AI Infrastructure Rally:
[08:51] Hong Hao:
“If you look at the Chinese, Hong Kong, US, Korean and Japanese semiconductor names, they’re all moving together… Strength remains in the semiconductor industry.”
Bubble Signals:
[11:10] Hong Hao:
“Some AI names are trading at 1,000 times peak price of sales. You have to wait 1,000 years at this rate to get back your money.”
[12:10]
“We’re going to see increasing volatility in the market in the coming months… Even though the market can squeeze new highs, the accompanying volatility is going to surge.”
“We can also say there’s a sizable correction—more than 20%—which will make it feel as if the top is not repeatable in the near term.”
“I think the diversification is actually a bigger risk in most of our investment portfolios… you thought you were diversifying… turns out they are all moving in the same direction.”
“If you participate in the secondary market… even old classic investor favorites are performing very poorly… Hong Kong, the divergence or the impact from IPO is very obvious.”
“This year, the money being raised by IPO is already bigger than the entire sum… raised by the US market in the 10 years of TMT bubbles.
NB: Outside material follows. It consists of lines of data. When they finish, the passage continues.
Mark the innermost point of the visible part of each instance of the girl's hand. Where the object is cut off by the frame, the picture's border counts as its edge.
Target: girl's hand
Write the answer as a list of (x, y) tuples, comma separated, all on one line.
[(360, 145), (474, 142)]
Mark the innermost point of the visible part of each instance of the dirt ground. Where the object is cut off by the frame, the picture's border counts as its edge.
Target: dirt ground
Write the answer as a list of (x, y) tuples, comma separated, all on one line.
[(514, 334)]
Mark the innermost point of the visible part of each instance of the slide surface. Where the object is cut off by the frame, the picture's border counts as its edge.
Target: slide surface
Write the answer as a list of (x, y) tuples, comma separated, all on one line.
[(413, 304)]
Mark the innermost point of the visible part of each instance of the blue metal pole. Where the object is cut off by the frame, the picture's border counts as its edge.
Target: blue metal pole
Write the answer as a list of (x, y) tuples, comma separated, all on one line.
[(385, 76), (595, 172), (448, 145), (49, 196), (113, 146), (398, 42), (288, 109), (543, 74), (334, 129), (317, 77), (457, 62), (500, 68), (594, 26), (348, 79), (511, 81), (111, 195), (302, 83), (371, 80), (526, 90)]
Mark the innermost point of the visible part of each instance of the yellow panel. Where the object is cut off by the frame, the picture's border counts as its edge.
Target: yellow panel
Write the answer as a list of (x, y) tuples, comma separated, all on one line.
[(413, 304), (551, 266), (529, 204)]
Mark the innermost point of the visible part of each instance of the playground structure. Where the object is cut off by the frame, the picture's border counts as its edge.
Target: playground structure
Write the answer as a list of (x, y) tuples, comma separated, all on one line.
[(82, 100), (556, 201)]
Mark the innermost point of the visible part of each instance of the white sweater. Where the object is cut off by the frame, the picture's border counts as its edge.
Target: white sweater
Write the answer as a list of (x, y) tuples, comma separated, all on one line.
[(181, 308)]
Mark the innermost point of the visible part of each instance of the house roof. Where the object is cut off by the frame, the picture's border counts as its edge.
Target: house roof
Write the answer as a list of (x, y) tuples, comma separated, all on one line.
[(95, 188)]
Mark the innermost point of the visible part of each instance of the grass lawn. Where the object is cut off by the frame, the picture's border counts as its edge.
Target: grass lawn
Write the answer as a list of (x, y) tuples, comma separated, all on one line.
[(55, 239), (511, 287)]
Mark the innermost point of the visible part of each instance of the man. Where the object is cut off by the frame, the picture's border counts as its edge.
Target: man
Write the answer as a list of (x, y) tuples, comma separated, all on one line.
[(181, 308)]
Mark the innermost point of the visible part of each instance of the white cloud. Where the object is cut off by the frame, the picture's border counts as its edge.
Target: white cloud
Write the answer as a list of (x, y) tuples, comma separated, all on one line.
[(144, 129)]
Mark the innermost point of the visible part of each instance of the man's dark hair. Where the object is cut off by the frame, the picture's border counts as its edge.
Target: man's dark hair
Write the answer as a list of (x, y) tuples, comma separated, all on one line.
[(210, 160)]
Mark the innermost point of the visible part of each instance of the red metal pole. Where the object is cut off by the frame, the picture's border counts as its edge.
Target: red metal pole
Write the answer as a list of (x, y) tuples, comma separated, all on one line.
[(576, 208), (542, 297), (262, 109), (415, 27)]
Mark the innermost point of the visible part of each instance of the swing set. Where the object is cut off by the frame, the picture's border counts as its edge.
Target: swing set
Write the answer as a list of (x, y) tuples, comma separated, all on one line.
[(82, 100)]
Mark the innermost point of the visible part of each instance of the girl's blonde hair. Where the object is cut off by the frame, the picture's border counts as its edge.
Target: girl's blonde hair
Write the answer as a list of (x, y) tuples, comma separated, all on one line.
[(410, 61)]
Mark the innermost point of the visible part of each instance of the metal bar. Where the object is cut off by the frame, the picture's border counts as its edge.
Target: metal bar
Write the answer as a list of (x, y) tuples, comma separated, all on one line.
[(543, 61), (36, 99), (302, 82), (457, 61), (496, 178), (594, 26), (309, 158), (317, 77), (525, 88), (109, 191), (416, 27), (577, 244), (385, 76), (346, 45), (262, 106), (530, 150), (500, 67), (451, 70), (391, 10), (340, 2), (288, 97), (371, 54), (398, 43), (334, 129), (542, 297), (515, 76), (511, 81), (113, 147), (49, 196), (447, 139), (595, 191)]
The IPO activity is crazy; its impact bound to be felt by the broader market.”
“With price momentum being so strong at the beginning of this year… gold is having a technical counter trend rebound but its downward pressure cannot be exhausted so quickly… Only gold is real money, everything else is credit.”
“If you hold gold from the beginning of the year, you’re not doing too poorly… Let us be patient and wait for a major inflection point. Then we’ll get ultra bullish on gold again.”
[02:33] On technical rebounds:
“I would advise against trading this kind of technical rebound because it’s going to be very difficult.” – Hong Hao
[04:06] On China’s money flows:
“The newly created money has been going into stocks or to sectors other than Chinese real estate… all the money is going into the new industry, the Four Little Dragons.” – Hong Hao
[11:10] On AI bubble:
“Some AI names are trading at 1,000 times peak price of sales. You have to wait 1,000 years at this rate to get back your money.” – Hong Hao
[12:10] On market volatility:
“We’re going to see increasing volatility in the market in the coming months.” – Hong Hao
[15:35] On diversification risk:
“Diversification is actually a bigger risk in most of our investment portfolios… they are all moving in the same direction.” – Richard Tang
[18:49] On IPO spree:
“The IPO activity is crazy; its impact bound to be felt by the broader market.” – Hong Hao
[21:54] On gold’s role:
“Only gold is the real money, everything else is credit. That is according to JP Morgan, which I totally agree.” – Hong Hao
The episode delivers crucial perspectives for investors struggling with the current “great divergence” within Chinese assets, the global AI boom’s perils, the effectiveness of diversification in a hyper-correlated world, and the impact of escalating IPO activity on market liquidity. Both host and guest advocate for caution amid bubble risks, recommend patience rather than impulsive bets in both tech stocks and gold, and suggest careful attention to market structure and liquidity trends as 2026 volatility remains elevated.